The ConvertJsonToSql processor is incorrectly initializing colSize.

In the ColumnDescription constructor method, ResultSet.getInt("COLUMN_SIZE") is 
used to initialize colSize. That method appear to return a size of a Java 
TimeStamp data type (which is in milliseconds). 

When generateInsert and generateUpdate parse the in-flowing JSON field node's 
text value in this manner:
 fieldValue = fieldValue.substring(0, colSize);

And, next, do the following:
attributes.put("sql.args." + fieldCount + ".value", fieldValue);

Nanoseconds in timestamp field values, present in the in-flowing JSON content, 
are not making it into the timestamp field values stored in sql.args.N.value 
FlowFile attribute.

My source timestamp values are in nano seconds, and all target database 
timestamp columns are likewise in nano seconds.

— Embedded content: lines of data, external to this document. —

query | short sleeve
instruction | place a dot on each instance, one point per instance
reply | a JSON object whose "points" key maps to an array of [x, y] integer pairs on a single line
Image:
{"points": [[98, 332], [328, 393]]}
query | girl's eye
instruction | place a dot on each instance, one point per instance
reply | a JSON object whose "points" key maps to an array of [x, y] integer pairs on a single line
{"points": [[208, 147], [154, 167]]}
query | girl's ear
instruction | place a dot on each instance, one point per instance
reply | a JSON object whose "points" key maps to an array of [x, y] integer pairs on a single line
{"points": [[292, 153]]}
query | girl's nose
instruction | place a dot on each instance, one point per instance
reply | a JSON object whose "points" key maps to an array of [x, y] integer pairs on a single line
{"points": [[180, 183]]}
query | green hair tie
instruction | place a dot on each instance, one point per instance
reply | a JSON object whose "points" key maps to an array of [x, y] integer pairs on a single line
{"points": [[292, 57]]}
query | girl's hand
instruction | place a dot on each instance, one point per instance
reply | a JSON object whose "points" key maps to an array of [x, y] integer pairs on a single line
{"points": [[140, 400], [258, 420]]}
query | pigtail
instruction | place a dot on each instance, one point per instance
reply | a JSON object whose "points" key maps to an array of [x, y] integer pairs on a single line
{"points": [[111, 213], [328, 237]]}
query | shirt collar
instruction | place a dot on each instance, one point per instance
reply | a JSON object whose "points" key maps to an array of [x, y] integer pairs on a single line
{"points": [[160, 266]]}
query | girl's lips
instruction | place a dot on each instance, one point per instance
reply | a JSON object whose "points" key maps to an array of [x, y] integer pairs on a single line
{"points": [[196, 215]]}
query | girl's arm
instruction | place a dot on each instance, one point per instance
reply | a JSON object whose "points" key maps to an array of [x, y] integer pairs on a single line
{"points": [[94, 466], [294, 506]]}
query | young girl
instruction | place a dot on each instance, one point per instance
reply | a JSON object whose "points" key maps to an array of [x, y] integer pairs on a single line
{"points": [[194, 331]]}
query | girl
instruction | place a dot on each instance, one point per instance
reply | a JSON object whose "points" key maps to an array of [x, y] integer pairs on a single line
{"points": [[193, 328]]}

For your consideration, here's a potential fix to the 
ConvertJsonToSql.ColumnDescription timestamp value truncation problem:

public static ColumnDescription from(final ResultSet resultSet) throws 
SQLException {

final ResultSetMetaData md = resultSet.getMetaData();
List<String> columns = new ArrayList<>();
HashMap<String,Int> columncache = new HashMap<String,Int>(); // NEW - used to 
store column size, as per database service

for (int i = 1; i < md.getColumnCount() + 1; i++) {
columns.add(md.getColumnName(i));
columncache.put(md.getColumnName(i),md.getPrecision(i)); // NEW - get physical 
column size as per the database service
}
final String columnName = resultSet.getString("COLUMN_NAME");
final int dataType = resultSet.getInt("DATA_TYPE");
//final int colSize = resultSet.getInt("COLUMN_SIZE");
final int colSize = columncache.get(columnName); // NEW

In this way, the target data type lengths used by the database service (not by 
Java) will be used to initalize colSize. This could fix the timestamp value 
truncation problem, and other Java-data-type-size conflicts with target 
database-service-data-type-size.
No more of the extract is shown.